"A doctor who cannot take a good history and a patient who cannot give one are in
danger of giving and receiving bad treatment." (Author Unknown) Experience has taught me a lot that I didn't know about being the mother of a patient. The most important lesson that I have learned is that you have a short window of time to describe a medical concern before the doctor tunes you out and decides for himself exactly what is going on. When you are being shuffled between various specialists' offices, it is even more important to have your facts and your thoughts clear. (I keep a notebook.)
As I have discussed recently, my youngest son has been in the midst of an ear infection/asthma flair for a couple weeks/months now. His primary doctor evaluated the situation and prescribed treatment three times. After the third visit, he referred us to our pulmonary specialist. Our pulmonary specialist in turn altered and extended the treatment started by our son's primary doctor. He then referred us to an ear, nose, and throat (ENT) specialist and a pediatric gastroenterologist to try to determine the source of our son's ongoing asthma flair.
The ENT specialist briefly reviewed our son's medical history; gave him a short exam; then determined that his ear appears to be healing. As she put it, "That is a chronically ill ear. It looks retracted and sick but actually seems to be healing." She stated that she can't believe he doesn't have some hearing loss by looking at the ear in question. I explained that he had just had a full audiology exam and has perfect hearing and is actually hypersensitive to sound. She just shook her head. You've got to laugh. Once again, the little guy is defying the odds.
One of the frustrations of going between different specialists for related issues is the lack of coordination between these different departments. When dealing with specialty departments, you take the first available appointment or you may wait for months to get seen. Because they are fitting you in as soon as possible, it's almost impossible to coordinate different appointments for the same day. As a result, you end up taking a lot of time off from work and school to try and make these appointments.

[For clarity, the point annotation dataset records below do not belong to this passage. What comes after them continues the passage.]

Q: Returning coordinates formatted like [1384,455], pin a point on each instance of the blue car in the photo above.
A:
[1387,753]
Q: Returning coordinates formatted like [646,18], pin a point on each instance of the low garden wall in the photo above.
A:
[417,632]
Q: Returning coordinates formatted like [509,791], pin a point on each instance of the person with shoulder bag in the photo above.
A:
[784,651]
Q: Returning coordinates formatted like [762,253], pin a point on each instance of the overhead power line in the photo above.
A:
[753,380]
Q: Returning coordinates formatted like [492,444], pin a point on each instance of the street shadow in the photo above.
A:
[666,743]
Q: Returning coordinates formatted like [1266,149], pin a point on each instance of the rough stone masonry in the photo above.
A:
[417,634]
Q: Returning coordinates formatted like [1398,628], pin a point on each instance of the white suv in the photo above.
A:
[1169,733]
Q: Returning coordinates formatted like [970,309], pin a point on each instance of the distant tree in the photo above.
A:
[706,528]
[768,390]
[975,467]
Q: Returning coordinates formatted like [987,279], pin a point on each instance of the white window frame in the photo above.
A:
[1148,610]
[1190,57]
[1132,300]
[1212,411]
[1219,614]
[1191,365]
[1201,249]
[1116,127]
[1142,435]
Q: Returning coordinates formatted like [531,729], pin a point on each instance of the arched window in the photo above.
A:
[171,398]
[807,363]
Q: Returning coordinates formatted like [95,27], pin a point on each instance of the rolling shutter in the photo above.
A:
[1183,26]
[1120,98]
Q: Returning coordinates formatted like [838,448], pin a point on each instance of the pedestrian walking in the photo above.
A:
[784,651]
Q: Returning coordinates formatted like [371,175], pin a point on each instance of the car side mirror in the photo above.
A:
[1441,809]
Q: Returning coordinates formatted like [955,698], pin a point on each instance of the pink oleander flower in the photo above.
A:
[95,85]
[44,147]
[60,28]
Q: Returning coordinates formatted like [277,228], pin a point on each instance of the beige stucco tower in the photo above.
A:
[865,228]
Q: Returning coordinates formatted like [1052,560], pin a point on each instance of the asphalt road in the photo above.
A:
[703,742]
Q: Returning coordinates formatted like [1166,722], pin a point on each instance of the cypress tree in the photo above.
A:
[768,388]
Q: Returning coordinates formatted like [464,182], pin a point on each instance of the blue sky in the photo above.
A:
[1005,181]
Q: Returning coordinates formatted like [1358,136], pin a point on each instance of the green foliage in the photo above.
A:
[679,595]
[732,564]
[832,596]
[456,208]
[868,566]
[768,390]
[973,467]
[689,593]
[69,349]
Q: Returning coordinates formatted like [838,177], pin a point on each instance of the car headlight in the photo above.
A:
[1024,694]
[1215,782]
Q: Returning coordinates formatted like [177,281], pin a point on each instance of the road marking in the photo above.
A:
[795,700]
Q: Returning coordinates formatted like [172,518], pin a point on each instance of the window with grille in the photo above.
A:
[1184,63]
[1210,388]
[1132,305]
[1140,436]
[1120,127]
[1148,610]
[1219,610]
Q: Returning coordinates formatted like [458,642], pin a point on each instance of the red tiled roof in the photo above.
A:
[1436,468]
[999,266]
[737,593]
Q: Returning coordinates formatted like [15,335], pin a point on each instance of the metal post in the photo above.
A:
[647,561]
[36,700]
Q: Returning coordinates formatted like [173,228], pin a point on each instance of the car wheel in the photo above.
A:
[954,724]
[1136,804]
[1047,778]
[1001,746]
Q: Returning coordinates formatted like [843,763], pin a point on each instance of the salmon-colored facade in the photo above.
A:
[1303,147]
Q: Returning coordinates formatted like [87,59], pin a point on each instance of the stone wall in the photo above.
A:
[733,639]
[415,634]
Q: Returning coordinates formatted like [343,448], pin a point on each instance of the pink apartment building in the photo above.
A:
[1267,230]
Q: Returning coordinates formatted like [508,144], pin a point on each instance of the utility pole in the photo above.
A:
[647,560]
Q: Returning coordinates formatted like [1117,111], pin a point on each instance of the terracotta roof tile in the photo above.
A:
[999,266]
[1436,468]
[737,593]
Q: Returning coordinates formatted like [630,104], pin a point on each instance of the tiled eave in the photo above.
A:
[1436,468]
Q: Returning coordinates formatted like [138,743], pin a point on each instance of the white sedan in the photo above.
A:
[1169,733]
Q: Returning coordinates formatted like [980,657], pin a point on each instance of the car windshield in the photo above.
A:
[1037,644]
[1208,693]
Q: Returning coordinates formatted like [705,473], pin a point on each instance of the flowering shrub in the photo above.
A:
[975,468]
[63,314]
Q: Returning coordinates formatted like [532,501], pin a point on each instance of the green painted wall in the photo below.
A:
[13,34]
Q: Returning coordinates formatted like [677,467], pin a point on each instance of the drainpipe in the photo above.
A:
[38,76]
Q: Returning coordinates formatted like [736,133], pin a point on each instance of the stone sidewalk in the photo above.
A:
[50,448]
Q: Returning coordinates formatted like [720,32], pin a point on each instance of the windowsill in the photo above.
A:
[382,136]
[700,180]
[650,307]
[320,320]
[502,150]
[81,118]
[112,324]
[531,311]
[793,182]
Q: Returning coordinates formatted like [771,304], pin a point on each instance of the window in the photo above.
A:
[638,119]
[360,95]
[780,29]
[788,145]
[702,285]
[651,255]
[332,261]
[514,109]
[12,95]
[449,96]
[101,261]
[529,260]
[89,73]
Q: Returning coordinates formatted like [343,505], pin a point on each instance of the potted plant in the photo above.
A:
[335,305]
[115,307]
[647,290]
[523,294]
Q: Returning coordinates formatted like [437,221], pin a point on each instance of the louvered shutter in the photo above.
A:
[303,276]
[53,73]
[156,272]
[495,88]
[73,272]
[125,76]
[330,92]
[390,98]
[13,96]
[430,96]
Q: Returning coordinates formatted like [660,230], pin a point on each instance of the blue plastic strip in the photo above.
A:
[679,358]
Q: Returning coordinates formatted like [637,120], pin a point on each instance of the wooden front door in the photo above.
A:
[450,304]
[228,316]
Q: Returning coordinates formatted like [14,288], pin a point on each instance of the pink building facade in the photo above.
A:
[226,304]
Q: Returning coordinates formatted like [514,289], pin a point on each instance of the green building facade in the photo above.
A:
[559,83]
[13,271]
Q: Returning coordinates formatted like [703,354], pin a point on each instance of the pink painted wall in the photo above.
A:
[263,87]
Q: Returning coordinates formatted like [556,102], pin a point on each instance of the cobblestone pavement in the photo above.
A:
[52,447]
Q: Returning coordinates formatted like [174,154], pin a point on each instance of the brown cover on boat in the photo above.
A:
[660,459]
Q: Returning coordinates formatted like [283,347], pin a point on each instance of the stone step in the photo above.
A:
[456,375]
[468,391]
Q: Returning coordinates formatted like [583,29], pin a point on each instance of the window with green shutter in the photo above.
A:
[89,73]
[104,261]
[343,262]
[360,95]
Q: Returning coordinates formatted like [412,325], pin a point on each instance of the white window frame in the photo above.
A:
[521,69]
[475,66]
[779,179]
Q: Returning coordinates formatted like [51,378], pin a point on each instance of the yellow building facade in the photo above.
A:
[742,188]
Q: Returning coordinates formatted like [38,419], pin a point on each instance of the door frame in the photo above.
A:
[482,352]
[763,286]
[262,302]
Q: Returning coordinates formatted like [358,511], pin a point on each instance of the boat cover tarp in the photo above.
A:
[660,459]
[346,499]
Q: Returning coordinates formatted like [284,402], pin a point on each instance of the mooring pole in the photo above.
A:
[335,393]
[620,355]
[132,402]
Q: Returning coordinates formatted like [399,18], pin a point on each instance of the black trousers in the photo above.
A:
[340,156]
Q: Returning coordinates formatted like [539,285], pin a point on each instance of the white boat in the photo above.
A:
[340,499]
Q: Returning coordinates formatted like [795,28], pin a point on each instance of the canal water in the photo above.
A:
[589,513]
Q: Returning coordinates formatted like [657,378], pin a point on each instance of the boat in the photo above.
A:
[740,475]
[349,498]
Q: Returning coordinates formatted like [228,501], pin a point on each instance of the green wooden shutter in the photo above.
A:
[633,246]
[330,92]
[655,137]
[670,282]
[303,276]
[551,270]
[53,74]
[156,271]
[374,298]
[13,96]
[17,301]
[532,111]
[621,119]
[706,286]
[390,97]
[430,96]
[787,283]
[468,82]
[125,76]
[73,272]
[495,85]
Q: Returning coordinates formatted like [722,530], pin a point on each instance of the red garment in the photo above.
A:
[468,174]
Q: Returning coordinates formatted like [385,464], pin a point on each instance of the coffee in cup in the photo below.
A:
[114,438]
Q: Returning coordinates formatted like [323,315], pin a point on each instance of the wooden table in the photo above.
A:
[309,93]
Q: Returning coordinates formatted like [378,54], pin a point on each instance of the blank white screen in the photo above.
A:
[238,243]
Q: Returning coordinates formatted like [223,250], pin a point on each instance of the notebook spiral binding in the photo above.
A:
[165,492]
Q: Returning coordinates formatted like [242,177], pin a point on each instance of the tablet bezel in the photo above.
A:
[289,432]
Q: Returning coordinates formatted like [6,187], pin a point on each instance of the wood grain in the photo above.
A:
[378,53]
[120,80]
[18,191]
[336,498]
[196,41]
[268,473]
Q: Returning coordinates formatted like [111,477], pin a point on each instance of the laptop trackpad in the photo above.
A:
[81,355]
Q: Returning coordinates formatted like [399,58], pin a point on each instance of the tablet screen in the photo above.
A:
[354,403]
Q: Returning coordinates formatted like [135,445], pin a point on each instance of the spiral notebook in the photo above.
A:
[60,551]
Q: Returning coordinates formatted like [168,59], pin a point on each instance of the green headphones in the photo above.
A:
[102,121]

Thanks to modern technology, doctors and specialists within the same medical system are able to share their notes with one another through the computer. This sharing of information and opinions should help save time if the doctors have done their homework and read the notes before coming in for the appointment, and if the doctors have clearly and completely documented their information, treatment, and recommendations. Those are some pretty big ifs. It becomes your job, as the parent, to make sure all information has been provided, and provided clearly. It is your job to clarify, explain, or expand upon the information needed to make the correct decisions.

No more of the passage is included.